A lot of the team were people I had worked with on a TV show for five years called Z Nation. A lot of my crew came down from Spokane. They slept on our couches and on air mattresses, and they bought in immediately. I’ll mention my key grip, Dan Misner, who also did not have a tremendous experience with disability. But he got really excited when I told him about the wheelchair rig and how we wanted to physically mount and lock the camera to Toby’s chair like a SnorriCam. He had never been part of a project that had the kind of unvarnished exposure to disability that ours did. We weren’t trying to hide anything. [Dan] said, I’ve never seen that before, and it’s so interesting.

With John, if he needed something, he told us and the asks were generally so small. It was like, if there’s a round doorknob, can you put some tape on it so that I can get some traction with my hook?

McNeil: I think that there’s just not been the opportunity to show people what they can do. Toby pushed back on a couple of things because he was very concerned that we weren’t showing him getting in and out of cars or getting in and out of bed, the transfers or things like that with a home health aide. But we didn’t need to show those things. It’s not part of the story. I always tell him, “Toby, nobody wants to see Superman change underwear in the morning.” (Laughs.)

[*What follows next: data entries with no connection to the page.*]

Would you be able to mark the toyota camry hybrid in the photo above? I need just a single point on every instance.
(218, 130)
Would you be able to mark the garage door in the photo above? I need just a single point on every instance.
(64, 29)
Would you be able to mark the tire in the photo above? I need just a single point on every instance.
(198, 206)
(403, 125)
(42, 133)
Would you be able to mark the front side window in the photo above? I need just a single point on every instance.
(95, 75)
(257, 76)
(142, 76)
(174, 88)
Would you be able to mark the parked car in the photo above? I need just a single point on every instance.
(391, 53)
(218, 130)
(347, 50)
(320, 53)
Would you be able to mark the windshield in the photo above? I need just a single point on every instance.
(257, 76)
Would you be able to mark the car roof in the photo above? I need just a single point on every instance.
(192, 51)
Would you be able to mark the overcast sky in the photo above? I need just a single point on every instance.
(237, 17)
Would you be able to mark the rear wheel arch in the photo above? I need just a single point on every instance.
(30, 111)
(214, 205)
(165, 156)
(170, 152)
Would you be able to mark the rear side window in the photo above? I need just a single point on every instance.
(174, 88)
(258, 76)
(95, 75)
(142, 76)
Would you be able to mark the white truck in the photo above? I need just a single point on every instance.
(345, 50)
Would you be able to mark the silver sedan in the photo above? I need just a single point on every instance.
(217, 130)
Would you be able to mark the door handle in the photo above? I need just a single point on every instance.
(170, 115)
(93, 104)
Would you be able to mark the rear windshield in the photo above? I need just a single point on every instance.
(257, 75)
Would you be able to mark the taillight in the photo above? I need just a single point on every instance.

Yellen: Toby really wanted to imply that he had an in-home health aide. I said, “We don’t have to show you actually transfer from the bed to your chair.” He was worried that people weren’t going to believe that he had the ability level to do these things. But when we showed Toby the rough cut, afterwards he was like, “You were right. In the entire history of film, we have been casting able-bodied actors to play down their ability level and win awards for it. You two took somebody with a lower ability level and played them up as doing things that they’re not actually able to do.”